The story begins with Damiskos, and his arrival at the villa of a friend, Nione. His insecurities and past as a soldier, the mental and physical scars left over from those days, and even his current task of a working holiday, are all nicely explored in the first few chapters. It does make the story start a little slowly, and I did wonder where it was going, what the friendly atmosphere and strangers-get-together would unfold into.
I equally loved that both characters got to show their personalities throughout the story. Damiskos' military bearing and knowledge is utilised throughout the investigation, allowing him to shine in a job that he's no-longer physically fit for. Varazda is both politically/socially capable and has swift feet and a quick mind that allow him to help Damiskos without being a burden. Seeing them work together, I never felt that one out-shone the other, or that one held back the other. They both brought different skills, different abilities, and various insights to every step of the investigation.
For me, I felt the world-building wasn't intense enough. It was good, and I felt immersed in the world, but...some vital information was missing, that would have made it easier and more natural for me to slip into the story, from page one. It took me a few chapters to feel comfortable, because these parts were missing.
Secondly, the world-building lacked explanations. I spent the entire book without ever understanding what the Maidens were, what the Goddess Anaxe's purpose was or what her religion was; the importance of the Maiden's. I never understood what the Ideal Republic was – was it a religious movement, a political party, or an ideal thought similar to Hitler's Aryan master race? I was never entirely sure what it stood for, and how the Phemian purity fit into that. Whether they meant tightening border control, to keep out “foreigners” or whether it meant a complete annihilation of other races, leaving Phemian's without contact with other races/countries, and no marriage/sex between them. It was left unclear.
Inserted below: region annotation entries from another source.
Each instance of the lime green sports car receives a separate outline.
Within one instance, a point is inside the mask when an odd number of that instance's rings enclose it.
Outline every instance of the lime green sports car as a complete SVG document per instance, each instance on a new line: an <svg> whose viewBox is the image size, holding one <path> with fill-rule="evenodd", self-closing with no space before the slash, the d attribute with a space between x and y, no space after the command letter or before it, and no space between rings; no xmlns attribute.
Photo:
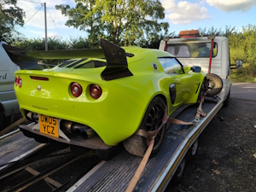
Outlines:
<svg viewBox="0 0 256 192"><path fill-rule="evenodd" d="M200 67L183 67L168 52L120 48L104 39L101 44L97 49L23 53L30 58L73 58L51 69L15 73L20 111L35 122L20 125L26 136L98 152L125 141L130 153L141 155L131 148L137 143L129 139L138 137L146 148L147 142L136 131L156 130L165 108L171 115L182 105L196 103L207 89ZM18 56L15 51L9 55ZM16 59L17 65L24 65L20 61ZM165 128L155 137L153 153L164 134Z"/></svg>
Because these aspects were pivotal to the plot, and to the world-building, they had more importance – and a deeper need to be explained – than anything that is already familiar to the reader. It should have been easy to figure out what it meant, through reading the story, but there were a few times when I thought I understood only to be confused again. Perhaps clarity, through the students arguments could have been a good place to put this, as they argued amongst themselves what exactly the terms stood for.